You should become familiar with device names if you plan to build applications on many operating systems.

UNC Shares

Files can be accessed through Universal Naming Convention (UNC) shares. A UNC share is used to access file and printer resources in Windows and is treated as a file system by the operating system. Using UNC, you can map a new disk drive letter that points to a local or remote server. For example, let s assume you have a computer named BlakeLaptop, which has a share named Files that shares documents held in the c:\My Documents\Files directory. You can map z: onto this share by using net use z: \\BlakeLaptop\Files, and then z:\myfile.txt and c:\My Documents\Files\myfile.txt will point to the same file.

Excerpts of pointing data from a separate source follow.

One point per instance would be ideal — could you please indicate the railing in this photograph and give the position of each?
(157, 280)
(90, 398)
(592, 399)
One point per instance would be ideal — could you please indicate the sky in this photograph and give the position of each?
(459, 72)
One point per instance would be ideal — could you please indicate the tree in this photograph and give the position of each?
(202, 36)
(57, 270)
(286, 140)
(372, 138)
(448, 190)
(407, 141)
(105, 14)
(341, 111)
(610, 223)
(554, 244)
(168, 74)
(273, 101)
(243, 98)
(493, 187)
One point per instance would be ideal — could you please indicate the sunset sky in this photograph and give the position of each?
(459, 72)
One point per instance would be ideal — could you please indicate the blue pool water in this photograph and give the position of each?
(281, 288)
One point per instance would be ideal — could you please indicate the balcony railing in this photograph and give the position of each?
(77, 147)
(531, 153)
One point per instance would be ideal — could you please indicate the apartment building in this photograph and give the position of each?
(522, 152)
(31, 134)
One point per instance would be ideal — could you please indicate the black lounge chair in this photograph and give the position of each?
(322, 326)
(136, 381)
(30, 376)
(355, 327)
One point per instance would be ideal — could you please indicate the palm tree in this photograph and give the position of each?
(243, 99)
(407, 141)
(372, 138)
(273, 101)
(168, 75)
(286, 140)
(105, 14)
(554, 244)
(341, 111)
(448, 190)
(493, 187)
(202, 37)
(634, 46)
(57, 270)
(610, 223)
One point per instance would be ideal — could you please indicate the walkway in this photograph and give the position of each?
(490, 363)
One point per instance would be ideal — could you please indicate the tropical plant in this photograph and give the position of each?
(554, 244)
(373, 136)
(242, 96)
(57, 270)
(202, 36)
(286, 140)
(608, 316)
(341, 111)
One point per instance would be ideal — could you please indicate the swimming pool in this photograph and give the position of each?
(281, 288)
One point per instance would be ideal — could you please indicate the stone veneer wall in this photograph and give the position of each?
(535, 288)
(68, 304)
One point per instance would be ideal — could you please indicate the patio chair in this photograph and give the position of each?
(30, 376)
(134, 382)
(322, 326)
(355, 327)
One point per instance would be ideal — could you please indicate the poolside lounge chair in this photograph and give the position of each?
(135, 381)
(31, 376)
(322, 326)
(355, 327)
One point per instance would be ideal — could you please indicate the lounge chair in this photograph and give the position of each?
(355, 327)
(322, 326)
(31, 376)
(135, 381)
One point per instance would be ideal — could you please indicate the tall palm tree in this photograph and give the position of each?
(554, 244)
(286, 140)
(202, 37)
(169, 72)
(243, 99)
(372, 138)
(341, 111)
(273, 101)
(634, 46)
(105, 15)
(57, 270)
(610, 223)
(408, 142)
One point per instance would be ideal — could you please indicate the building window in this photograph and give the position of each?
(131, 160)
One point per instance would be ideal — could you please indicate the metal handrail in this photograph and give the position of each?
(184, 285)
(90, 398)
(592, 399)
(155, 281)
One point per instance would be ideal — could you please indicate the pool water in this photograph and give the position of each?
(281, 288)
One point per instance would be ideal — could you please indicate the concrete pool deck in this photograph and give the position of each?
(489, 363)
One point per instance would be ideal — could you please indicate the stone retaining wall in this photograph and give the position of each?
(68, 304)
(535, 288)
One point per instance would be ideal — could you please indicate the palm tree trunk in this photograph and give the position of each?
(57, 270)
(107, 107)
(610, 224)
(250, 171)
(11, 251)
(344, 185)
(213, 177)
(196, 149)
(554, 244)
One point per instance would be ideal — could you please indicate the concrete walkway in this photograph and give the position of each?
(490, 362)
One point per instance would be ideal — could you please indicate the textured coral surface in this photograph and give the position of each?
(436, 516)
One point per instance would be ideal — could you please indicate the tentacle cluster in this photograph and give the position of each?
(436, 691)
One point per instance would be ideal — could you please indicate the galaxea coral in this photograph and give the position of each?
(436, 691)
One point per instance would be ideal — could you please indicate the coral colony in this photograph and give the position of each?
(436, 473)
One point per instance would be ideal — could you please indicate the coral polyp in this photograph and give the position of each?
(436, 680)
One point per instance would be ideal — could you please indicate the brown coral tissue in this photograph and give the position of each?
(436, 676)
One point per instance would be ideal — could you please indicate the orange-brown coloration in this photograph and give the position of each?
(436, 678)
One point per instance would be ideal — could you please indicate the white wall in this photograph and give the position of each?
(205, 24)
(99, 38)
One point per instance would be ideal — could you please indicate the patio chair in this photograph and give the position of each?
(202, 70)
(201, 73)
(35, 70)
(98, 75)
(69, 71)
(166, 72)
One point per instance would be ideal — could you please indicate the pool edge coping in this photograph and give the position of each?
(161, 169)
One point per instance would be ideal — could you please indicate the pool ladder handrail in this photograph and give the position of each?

You can access a file directly by using its UNC name rather than by mapping to a drive first. For example, \\BlakeLaptop\Files\myfile.txt is the same as z:\myfile.txt. Also, you can combine SMB with a variation of the \\?\ format for example, \\?\UNC\BlakeLaptop\Files is the same as \\BlakeLaptop\Files.

Be aware that Windows XP includes a Web-based Distributed Authoring and Versioning (WebDAV) redirector, which allows the user to map a Web-based virtual directory to a local drive by using the Add Network Place Wizard. This means that redirected network drives can reside on a Web server, not just on a file server.